Florian mochte diesen Mann, den er kaum kannte. Plötzlich verspürte er ein starkes Bedürfnis danach, ihm alles über Katharina anzuvertrauen. Aber dass er Olivier mit dem Duzen überfallen hatte, war wohl vorerst genug.

Sie unterhielten sich über belanglose Dinge, genossen ihr Cassoulet und ihren Wein. Es war erst gegen Ende des Essens, dass Florian schweigsam und nachdenklich wurde, bis der Gendarm, dem nichts entging, ihn fragte, was los war. Und so erklärte Florian ihm, dass seine Großmutter im Krieg auf Crozon stationiert war und dass sie hier, in Telgruc, gewohnt hatte.

»Wie interessant«, rief Olivier aus. »Du weißt, wo?«

»In etwa.
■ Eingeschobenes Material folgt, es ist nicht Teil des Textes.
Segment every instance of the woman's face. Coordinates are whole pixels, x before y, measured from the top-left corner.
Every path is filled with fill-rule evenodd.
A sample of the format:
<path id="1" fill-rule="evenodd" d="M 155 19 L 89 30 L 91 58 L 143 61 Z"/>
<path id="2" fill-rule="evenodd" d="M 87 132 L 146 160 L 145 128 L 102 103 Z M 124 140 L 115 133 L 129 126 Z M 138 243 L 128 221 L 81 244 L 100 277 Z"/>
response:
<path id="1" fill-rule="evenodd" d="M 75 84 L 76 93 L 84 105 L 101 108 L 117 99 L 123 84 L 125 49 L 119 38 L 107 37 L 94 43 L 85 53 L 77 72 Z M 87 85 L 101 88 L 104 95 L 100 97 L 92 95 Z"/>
Es muss hinter dieser Brasserie liegen, gegenüber vom Kirchturm.«

»Ah ça …« Der Gendarm sah auf die Tischplatte, auf die seine Finger trommelten.
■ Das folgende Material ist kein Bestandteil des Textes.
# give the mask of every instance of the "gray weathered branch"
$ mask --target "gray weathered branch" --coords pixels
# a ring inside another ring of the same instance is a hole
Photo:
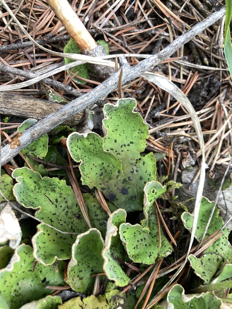
[[[131,67],[128,64],[123,65],[122,66],[123,69],[122,84],[127,83],[137,78],[150,68],[157,65],[170,57],[182,45],[220,19],[225,15],[225,12],[226,8],[224,7],[179,36],[158,53],[141,61],[136,66]],[[107,95],[114,90],[117,87],[120,71],[119,70],[91,91],[74,100],[27,129],[19,138],[21,143],[20,146],[12,149],[9,145],[5,146],[1,151],[2,164],[5,164],[39,137],[64,122],[75,114],[79,112],[95,103],[99,99]]]

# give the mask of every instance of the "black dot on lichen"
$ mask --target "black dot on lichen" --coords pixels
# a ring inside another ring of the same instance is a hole
[[[116,198],[116,195],[114,193],[111,193],[109,196],[109,199],[111,202],[115,201]]]
[[[122,193],[123,195],[128,195],[128,191],[127,189],[126,189],[126,188],[124,187],[122,188],[121,193]]]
»Wollen wir nachher nach dem Haus suchen?«, fragte Florian.

»Aber zuerst, ein Kaffee!«


Der Kirchplatz war umfasst von einer niedrigen Mauer mit einem höheren Rundbogentor, durch das sie traten. Florian musterte die Kirche vor sich. Sie war relativ groß und langgestreckt, mit schlankem Turm. Sie bestand ganz aus Granit; aber etwas damit stimmte nicht. Florian fing einen Seitenblick Oliviers auf. »Was denkst du, als Architekt?«, fragte der Gendarm, dem Florian beim Essen gesagt hatte, was sein Beruf war.

»Etwas stört mich. Diese Kirche ist nicht genügend verwittert. Entweder, man hat sie zu gründlich gereinigt, alle Patina entfernt; oder …«

»Oder?«, fragte Olivier, während sie das Eingangsportal fast erreicht hatten.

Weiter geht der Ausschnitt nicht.